Fan ownership isn't really a goer in the current model of you want to be more than a social club with football. At our own club we've seen over the last decade, plenty of people willing to do more than just turn up. In fact willing to do anything but turn up! At Wigan, fans raised a huge sum in a short time to keep club afloat, Bury and others have created entire new clubs. The financial arrangements make it very hard to turn the clear appetite for fans to be involved on a deeper level into something with long term prospects as platform for clubs to challenge at highest level.
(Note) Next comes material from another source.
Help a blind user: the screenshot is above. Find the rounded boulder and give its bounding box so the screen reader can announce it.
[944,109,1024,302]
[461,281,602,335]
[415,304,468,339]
I think the way football is set up creates that entitlement. Players earn huge wages - that breeds demand, resentment, expectations. The media hypes value and finance all the time. People in football are reduced to being merely commodities. They're not humans, they're just units of value. If they don't perform, then it's like if you get a defective product from Amazon - swear a bit, send it back and get another one. As we're priced out of involvement with clubs, it's no wonder we don't look at the commodities as investments but simply units off a production line and any defects are rejected instead of fixed.
Media coverage also places a huge emphasis on performance. Being miserable is a disaster, relegation is an unthinkable and shameful failure. The reality is, when we look at objectively, those are inevitable things for some teams to experience most seasons. In fact, sometimes relegation is actually a blessing in disguise for a club.
It's also true that 'football fans' are a broad sweep of society. A huge number of people identify as such. So by identifying what 'football fans' are like also points at wider social attitudes. People are more impatient, people do have a more flippant attitude towards consumer goods now. Gone are the days when my grandad used to fix stuff in his garage and pride himself on never needing a new thing. Gone are the days of loyalty and reliability being key qualities in a worker. We live in a performance orientated world. People spend their weeks chasing targets, in short term contracts and under lots of pressure to hit often unreasonable goals.
Is it any wonder they then project that frustration onto players or clubs?